The motivation behind examining the above forum features is to gain insights into :
1)whether thread starters and sub thread starters differ in their probabilities of surviving,
as opposed to people who only reply to threads/sub threads;
2)whether the pattern of posting makes any difference to students survival;
3)whether survival of students is affected by starting/not starting threads/sub threads and then engaging/not engaging in active discussion afterwards. For example, when there are a stre
am of bursty posts from a student, is it a potential indicator of their interestedness in the course, and are they are more or less likely to dropout afterward?
4.2 Social Network Behavior
To fully perceive the structured discussion forum we have a tendency to explore a large vary of normal social network analytic measures that capture aspects of social positioning among the ensuing reply networks. In our network systematization, thread starters or thread initiators have associate degree outward link to all or any those that have denote or commented among that exact thread. If folks post over once within a thread, we have a tendency to count them as having a stronger tie strength to the thread starter. We use directed links in our network construction. Because we have a tendency to have an interest in however behavior among per week affects survival to succeeding week of the course, we have a tendency to construct a separate network specifically for every week of participation so extract the measures from that network. We try this for every student in every week of their active participation.
This representation of each student week of behavior is then input to the survival model.
Centrality measures such as Degree (which is the average value of number of inlinks and outlinks), Eigenvector centrality (which measures node importance in a network based a nodes connections) Betweenness (which measures how often a node appears on the shortest path between nodes in the network) and Closeness centrality (which measure average distance from a given starting node to all other nodes in the network). Using a similar analogy as in Borgatti et al., we can say that Eigenvector centrality will capture the long term direct and indirect effect of a students interaction patterns and the implication of their connections in the MOOC network, while Degree centrality will capture more immediate effects.
Average Clustering coefficient- Indicates how nodes are embedded in their neighborhood,which can be thought of as an overall indication of the small world effect or clustering in the network. The motivation for examining this factor as a potential indicator of dropout is because, if there is absence of cliquishness in discussion forums, students would not find enough active partners to engage in discussions. So, due to lack of support and fruitful means of engagement, they would be more inclined to leave the course. Having more tightly knit neighbors influences structural location of students in the network, which in turn facilitates discussion and motivates students to remain in the course.

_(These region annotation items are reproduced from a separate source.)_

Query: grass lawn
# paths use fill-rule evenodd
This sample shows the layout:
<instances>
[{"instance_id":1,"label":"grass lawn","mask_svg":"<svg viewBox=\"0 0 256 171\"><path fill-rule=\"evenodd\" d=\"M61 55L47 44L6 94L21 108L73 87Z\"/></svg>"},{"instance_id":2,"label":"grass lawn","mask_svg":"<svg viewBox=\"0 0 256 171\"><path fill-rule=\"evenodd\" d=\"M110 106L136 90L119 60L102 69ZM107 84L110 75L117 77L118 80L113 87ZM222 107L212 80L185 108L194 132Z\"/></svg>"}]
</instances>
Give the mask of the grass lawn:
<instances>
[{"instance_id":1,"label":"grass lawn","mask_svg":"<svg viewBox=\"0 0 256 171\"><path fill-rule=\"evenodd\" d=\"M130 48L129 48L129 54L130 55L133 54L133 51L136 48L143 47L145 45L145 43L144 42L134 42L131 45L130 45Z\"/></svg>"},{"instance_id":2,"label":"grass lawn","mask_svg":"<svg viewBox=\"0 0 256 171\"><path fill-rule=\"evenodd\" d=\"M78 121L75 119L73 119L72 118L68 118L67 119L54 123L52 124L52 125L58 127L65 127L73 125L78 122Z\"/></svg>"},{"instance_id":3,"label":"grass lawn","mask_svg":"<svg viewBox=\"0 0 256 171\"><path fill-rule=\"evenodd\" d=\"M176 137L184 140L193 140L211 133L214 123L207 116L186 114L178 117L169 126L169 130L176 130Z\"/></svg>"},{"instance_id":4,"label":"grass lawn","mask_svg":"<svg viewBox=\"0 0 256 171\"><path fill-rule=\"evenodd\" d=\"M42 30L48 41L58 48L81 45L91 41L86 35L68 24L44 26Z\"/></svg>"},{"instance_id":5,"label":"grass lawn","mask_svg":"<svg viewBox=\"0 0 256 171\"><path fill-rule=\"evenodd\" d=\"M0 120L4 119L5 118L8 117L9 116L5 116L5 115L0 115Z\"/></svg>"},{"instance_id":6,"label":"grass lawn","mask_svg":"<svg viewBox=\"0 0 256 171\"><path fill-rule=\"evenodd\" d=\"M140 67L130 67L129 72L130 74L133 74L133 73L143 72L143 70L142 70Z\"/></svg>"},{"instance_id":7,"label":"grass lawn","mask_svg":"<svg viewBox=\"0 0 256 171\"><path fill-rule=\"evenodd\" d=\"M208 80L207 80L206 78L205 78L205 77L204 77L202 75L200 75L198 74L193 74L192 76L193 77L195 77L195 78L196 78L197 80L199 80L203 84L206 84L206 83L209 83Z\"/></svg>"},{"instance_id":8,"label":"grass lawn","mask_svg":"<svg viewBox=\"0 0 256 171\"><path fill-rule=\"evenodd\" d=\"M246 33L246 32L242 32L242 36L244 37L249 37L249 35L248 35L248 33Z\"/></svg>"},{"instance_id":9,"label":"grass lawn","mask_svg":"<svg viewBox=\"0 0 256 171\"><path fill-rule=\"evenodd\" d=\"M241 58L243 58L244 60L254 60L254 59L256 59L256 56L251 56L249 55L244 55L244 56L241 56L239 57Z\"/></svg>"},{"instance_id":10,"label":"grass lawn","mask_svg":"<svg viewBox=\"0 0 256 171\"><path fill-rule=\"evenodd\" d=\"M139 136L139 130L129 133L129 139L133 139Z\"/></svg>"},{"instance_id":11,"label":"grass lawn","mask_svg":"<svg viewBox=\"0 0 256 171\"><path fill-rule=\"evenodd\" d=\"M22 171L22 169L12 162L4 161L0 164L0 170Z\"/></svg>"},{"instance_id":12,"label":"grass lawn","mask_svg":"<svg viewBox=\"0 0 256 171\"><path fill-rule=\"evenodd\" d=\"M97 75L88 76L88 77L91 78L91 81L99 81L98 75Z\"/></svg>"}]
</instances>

Eccentricity – Indicates the distance from a given starting node to the farthest node in the network. As an extreme measure of centrality, importance of examining this variable in the MOOC network is to intuitively monitor how response time affects students participation. In the MOOC, students with low eccentricity values will primarily be at center of the graph and therefore more receptive to information, as compared to students having high eccentricity who will belong to the periphery of the network. And if students are partially cut off from the influence of the core or central group of students in the network, their chances of dropout might be increased.
Authority and Hub scores – These indicate how valuable information stored in a node is and the quality of the nodes links. In a MOOC, students with a good authority scores are those who engage other students in discussions. Students with good hub scores are those are who get engaged in discussions initiated by many active learners such as thread starters or sub thread starters. We find a strong correlation between these two measures in our data.